PCI Security Best Practices
Recommendations for Merchants When Collecting Credit Card Payments
Assumption
The merchant is accepting payment card transactions via the ePayPolicy payment page and occasional payments via the phone.
People
1. Vendor-supplied default passwords are always changed before installing a system on the network. Unnecessary default accounts are removed or disabled before installing a system on the network.
2. You and your staff make all passwords for computer access in your business unique and hard to guess: 7 or more characters and a combination of upper- and lower-case letters, numbers, and symbols. Consider using a passphrase as your password; you can make it personal and easy for you to remember. You and your staff use your own user accounts and passwords and do not share with one another.
Processes & Procedures
3. If you need to keep paper with card numbers, or card numbers along with card security codes, you make the numbers unreadable, and you secure the paper in a locked drawer or safe with limited access. For example, to make the number unreadable, mark through the number with a thick, black marker such that you cannot see the number from front or back of page if you hold it to the light; or cut the number out.
4. You only accept payment details via the ePayPolicy payment page or via phone.
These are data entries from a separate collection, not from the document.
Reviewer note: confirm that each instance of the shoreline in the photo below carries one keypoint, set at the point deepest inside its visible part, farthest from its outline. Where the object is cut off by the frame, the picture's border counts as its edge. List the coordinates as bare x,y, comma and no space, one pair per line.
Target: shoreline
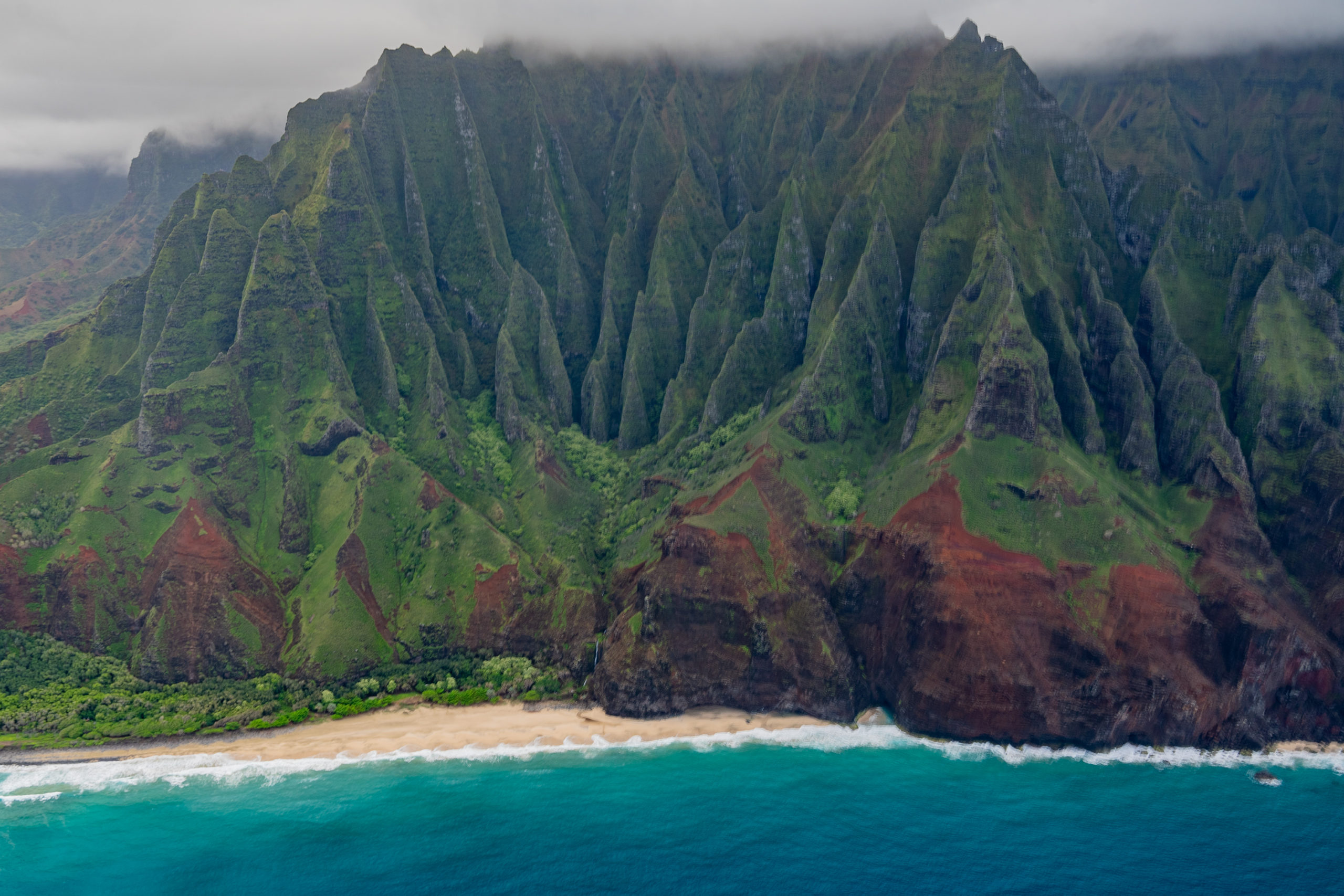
423,726
414,726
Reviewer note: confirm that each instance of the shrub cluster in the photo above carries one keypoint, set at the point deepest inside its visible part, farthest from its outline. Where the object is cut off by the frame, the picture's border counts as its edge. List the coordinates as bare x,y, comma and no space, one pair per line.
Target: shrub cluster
598,464
54,695
486,441
38,522
702,452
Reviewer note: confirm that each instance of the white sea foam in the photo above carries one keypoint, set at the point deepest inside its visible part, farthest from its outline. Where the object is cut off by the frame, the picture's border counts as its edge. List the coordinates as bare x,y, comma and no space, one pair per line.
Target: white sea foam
44,782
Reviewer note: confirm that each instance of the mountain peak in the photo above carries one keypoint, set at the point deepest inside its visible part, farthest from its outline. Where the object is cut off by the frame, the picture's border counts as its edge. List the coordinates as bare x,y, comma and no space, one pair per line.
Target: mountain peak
968,31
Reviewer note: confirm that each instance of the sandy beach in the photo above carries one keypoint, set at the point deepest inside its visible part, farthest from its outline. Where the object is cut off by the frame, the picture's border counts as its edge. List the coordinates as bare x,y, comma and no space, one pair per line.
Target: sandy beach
417,726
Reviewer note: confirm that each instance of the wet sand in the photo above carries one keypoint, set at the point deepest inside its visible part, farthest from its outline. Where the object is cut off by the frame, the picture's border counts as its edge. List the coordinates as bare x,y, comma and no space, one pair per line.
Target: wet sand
432,727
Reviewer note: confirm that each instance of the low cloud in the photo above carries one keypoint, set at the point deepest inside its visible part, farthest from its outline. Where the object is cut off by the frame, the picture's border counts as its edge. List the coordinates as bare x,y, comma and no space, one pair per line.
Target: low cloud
81,81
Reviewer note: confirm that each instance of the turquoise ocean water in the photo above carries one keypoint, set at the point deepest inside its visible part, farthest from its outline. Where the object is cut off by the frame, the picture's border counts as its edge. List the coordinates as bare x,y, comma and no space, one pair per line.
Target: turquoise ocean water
814,810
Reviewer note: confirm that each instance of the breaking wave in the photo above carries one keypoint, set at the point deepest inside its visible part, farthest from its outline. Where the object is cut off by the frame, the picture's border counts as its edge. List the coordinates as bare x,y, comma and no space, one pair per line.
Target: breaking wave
23,784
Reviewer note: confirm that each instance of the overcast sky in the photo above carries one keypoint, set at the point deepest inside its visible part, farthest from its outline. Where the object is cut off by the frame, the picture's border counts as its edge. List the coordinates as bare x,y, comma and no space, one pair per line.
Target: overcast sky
82,81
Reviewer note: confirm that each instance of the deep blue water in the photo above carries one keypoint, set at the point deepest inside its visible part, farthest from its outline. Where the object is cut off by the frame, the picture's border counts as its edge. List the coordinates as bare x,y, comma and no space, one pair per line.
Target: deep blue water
817,816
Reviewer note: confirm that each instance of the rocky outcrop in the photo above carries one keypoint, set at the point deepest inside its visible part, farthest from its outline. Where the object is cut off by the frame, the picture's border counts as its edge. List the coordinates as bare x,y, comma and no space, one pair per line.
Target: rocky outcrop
207,612
719,620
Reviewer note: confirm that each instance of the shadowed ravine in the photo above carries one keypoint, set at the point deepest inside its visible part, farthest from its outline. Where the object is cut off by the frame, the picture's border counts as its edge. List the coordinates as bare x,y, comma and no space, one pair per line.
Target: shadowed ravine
842,378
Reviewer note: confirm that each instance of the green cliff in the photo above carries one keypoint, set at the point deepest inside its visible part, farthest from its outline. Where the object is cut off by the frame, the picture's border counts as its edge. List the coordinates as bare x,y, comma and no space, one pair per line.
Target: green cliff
830,379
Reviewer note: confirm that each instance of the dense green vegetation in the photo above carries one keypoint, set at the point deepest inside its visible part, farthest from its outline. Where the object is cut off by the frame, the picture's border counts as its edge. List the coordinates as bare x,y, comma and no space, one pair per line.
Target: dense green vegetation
491,359
53,695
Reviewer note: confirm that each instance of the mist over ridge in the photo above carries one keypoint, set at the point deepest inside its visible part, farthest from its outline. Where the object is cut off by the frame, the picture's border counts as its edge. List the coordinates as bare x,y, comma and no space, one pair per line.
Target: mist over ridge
81,83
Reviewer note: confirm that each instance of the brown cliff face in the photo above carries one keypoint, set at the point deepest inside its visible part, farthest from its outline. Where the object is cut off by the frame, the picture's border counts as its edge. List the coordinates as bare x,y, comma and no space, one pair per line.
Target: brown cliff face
710,625
964,638
967,640
207,612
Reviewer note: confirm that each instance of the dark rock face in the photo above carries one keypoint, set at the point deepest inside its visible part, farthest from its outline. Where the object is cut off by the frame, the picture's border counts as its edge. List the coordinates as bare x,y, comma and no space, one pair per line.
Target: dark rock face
831,379
709,625
337,433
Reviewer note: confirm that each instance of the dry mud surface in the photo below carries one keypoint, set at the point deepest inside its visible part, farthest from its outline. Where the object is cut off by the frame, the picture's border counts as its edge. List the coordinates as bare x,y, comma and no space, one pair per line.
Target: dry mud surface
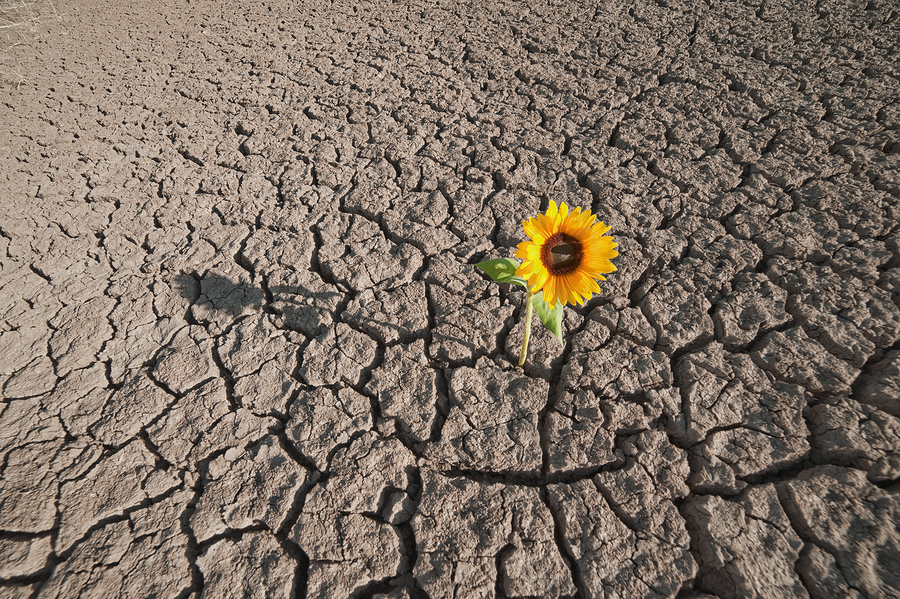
244,351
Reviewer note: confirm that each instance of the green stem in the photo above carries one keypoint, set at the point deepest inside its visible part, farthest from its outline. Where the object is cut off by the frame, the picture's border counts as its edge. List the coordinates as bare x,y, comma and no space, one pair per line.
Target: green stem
529,310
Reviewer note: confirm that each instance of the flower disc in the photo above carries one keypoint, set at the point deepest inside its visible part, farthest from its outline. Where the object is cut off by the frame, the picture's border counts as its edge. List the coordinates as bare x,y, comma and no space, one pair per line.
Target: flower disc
567,252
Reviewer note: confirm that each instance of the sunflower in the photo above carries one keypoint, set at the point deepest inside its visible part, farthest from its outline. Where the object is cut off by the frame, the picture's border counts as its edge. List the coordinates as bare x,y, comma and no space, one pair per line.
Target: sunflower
566,253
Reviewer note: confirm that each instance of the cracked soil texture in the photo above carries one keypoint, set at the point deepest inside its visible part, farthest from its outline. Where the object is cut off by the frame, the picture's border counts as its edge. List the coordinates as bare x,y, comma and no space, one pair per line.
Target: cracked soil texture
244,351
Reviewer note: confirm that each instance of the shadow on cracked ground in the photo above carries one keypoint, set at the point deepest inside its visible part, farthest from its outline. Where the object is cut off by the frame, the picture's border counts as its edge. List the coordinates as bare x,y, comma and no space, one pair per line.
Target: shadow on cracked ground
244,350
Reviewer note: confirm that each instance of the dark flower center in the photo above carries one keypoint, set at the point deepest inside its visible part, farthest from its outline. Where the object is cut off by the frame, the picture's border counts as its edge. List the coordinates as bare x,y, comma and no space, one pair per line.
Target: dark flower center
561,254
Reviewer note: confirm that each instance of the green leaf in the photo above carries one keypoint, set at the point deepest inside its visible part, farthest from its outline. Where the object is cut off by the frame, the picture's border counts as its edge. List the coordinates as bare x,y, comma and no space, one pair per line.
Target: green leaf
503,270
552,319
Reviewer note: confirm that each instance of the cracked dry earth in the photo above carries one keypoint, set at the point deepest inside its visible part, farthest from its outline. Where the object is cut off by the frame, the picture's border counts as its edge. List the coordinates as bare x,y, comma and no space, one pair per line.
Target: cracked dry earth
244,351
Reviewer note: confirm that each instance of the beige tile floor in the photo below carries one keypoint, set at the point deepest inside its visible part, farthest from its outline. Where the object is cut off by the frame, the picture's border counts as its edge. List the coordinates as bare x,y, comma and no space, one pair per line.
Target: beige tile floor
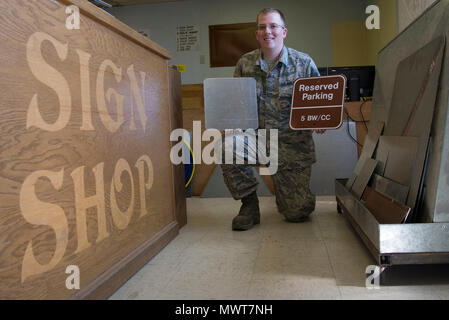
319,259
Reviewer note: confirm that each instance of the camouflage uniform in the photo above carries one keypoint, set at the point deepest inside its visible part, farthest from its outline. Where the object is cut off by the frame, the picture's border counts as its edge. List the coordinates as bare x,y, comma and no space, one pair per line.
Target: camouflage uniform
296,148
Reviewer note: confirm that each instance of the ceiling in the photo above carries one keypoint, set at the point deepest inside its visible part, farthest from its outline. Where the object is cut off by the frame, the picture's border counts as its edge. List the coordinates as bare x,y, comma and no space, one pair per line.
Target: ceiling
133,2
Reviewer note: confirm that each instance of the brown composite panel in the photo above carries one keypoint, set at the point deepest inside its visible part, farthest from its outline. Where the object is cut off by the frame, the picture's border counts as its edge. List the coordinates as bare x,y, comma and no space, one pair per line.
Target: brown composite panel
81,182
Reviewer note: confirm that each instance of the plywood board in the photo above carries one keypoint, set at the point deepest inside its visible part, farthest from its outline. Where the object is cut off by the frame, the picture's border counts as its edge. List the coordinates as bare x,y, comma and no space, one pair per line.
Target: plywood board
385,209
400,159
374,131
413,103
390,188
363,178
85,175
If you accidentally receive card data via e-mail, you remove it and let the sender know your preferred method to receive card details—which is via the ePayPolicy payment page or via phone.
5. You promptly destroy or shred written account numbers when no longer needed.
6. Ensure that all service providers that store, process, transmit, or impact the security of cardholder data are PCI Level 1 Compliant. The agreement includes an acknowledgment that the service providers are required to maintain PCI Level 1 compliance through annual assessments.
7. Have a plan in the event you feel there is a compromise. If you feel your customers’ information has been compromised, contact ePayPolicy immediately to notify of the breach. You can also refer to this document from Visa outlining additional precautions to take.